Davalılara usulüne uygun dava dilekçesi, duruşma gün ve saati tebliğ edilmiş, davalı Davalı Sigorta Şirketi … Sigorta A.Ş. vekili vermiş olduğu cevap dilekçesinde; gerçek zararın davacı tarafından kanıtlanması gerektiği, davacı tarafın aracın zararına ilişkin taleplerinin sigorta poliçesinin teminatı dışında kaldığını, dosyanın kusur tespiti için Trafik İhtisas Dairesine gönderilmesi gerektiğini beyan etmiş, davanın reddine karar verilmesini talep etmiştir.

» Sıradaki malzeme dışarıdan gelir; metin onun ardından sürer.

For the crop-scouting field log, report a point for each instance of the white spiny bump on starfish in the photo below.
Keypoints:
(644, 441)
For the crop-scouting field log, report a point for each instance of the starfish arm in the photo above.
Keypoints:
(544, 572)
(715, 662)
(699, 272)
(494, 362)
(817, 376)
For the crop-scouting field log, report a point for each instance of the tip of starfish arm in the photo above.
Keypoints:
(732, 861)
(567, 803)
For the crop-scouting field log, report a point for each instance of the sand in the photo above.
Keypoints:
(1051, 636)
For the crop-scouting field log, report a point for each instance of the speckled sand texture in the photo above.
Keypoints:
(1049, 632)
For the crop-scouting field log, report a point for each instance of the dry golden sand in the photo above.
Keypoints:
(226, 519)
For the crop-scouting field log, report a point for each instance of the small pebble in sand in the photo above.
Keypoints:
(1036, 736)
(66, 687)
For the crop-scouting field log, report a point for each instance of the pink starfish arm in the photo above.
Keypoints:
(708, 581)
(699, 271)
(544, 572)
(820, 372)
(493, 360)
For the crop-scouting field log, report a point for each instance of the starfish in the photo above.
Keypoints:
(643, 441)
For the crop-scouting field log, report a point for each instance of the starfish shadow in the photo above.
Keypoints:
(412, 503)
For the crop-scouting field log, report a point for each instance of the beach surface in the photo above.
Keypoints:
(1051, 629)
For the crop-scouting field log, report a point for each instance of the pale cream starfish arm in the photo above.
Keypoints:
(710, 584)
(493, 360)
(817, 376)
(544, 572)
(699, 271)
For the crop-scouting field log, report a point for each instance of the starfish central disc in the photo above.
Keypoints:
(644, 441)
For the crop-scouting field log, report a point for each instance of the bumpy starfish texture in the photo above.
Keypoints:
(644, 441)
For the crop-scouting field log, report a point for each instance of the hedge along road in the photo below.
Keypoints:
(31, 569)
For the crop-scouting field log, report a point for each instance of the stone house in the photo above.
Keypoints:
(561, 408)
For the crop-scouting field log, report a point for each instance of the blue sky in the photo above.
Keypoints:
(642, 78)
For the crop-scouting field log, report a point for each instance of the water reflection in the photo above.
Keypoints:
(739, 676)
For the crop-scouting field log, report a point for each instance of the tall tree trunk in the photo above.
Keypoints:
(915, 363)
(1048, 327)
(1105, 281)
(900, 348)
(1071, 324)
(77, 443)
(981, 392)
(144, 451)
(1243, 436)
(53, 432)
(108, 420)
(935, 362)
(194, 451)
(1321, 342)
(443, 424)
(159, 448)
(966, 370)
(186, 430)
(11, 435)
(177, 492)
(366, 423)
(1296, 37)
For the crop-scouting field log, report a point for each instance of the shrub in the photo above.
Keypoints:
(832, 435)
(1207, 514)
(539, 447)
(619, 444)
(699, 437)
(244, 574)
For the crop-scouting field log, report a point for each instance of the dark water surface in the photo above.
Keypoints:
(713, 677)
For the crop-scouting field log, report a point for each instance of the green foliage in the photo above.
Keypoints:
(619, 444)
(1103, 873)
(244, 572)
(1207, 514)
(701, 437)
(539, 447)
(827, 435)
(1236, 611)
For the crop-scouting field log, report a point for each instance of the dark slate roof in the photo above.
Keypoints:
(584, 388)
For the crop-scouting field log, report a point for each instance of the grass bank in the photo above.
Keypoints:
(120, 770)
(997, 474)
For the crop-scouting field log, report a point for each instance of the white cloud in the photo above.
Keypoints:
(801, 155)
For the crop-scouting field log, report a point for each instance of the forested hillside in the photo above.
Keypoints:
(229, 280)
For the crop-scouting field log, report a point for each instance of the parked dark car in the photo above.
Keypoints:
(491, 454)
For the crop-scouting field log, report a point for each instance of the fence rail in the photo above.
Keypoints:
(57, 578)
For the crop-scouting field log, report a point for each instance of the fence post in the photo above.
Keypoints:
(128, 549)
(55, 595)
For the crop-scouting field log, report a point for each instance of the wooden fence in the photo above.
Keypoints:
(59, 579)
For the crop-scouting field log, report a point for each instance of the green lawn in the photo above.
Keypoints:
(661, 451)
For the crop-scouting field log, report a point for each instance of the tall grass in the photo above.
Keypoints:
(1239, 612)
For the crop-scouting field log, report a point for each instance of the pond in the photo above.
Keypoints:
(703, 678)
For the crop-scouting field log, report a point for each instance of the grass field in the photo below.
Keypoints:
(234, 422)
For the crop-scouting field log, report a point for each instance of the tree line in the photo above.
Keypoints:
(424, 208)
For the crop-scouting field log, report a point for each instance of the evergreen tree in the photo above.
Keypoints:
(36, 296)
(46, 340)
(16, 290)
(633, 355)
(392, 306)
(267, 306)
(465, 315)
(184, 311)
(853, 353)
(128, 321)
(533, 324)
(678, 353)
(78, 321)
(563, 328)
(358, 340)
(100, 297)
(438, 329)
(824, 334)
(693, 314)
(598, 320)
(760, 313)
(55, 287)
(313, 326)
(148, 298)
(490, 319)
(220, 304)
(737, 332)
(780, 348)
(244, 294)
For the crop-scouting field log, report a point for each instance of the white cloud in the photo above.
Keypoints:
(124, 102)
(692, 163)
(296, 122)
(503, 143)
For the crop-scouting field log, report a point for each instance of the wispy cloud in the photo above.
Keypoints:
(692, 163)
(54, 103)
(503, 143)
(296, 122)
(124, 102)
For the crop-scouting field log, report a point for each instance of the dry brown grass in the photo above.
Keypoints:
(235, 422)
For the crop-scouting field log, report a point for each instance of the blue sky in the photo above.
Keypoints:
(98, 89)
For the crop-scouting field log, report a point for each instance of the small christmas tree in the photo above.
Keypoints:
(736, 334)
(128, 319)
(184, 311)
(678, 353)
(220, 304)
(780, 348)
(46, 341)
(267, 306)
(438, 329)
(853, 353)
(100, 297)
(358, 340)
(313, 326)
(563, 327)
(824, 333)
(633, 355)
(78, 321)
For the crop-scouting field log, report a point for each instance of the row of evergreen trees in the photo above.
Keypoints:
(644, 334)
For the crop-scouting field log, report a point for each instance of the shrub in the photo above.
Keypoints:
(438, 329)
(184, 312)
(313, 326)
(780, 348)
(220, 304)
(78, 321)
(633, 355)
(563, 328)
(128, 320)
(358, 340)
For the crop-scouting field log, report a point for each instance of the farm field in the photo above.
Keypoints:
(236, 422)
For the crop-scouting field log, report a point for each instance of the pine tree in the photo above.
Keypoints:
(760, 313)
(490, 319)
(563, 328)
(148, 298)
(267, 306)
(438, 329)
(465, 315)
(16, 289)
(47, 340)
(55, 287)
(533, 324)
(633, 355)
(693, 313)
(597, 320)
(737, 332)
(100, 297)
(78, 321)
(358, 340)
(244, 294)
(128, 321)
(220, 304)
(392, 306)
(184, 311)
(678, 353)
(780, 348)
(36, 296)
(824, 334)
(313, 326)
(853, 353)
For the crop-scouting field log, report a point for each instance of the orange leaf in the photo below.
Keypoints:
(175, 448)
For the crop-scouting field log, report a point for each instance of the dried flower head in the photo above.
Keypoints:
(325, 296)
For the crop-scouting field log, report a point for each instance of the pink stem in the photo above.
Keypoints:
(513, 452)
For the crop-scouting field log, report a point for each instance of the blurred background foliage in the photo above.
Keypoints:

Diğer davalılar …şti ve …’in cevap dilekçesi vermiş olduğu ve cevap dilekçelerinde özetle; davalıların iddialarının kabulünün mümkün olmadığı, davacı şirkete alt aracın 2005 model olduğu, 24.000,00 Ti-25.000,00 TL satış değerinin gerçeği yansıtmadığını, 8.000,00 TL zarar olduğunda dair bir belge sunmadıklarını, iddiaya itibar edilemeyeceği, kullanılmayan süre içinde aracın kaskolu olması halinde başka araç tahsis edilip edilmediğinin araştırılması gerektiği, trafik kazasında yaralanma olayının gerçekleşmediği, tutanakta kazanın maddi hasarlı olduğunun belirtildiği, hamile bir kadının iddia edildiği gibi kanlar içerisinde kalması halinde hastaneye götürülmemesinin düşünülemeyeceği, herhangi bir hastane veya sağlık ocağı vb. kurumdan alınan bir rapor ibraz edilmediği, çünkü iddia edilen yaralanma olayının yaşanmadığı, kaza sırasında henüz doğmamış … için manevi tazminatın mümkün olmadığı, kaza nedeniyle doğum yaptığı iddia edilmiş olsa da dosyaya bir belge sunulmadığı, doğmamış bir çocuğun nasıl etkilendiğinin anlaşılamadığı, kazanın maddi hasarlı kaza olduğu ve yaralanma yaşanmadığı, manevi tazminat talebinin iyi niyet kurallarına aykırı olduğu ve reddi gerektiği, müvekkili şirket adına kayıtlı … plakalı aracın … Sigorta Ştl.’ne 25.05.2012 başlangıç tarihli … numaralı kasko poliçesi ile sigortalı olduğu, rücu ihtimali bulunduğundan davanın sigorta şirketine ihbarını talep ettiklerini diğer hususlarla birlikte belirterek davanın reddine, yargılama giderleri ve ücreti vekaletin davacılara tahmiline karar verilmesi arz ve talep etmiştir.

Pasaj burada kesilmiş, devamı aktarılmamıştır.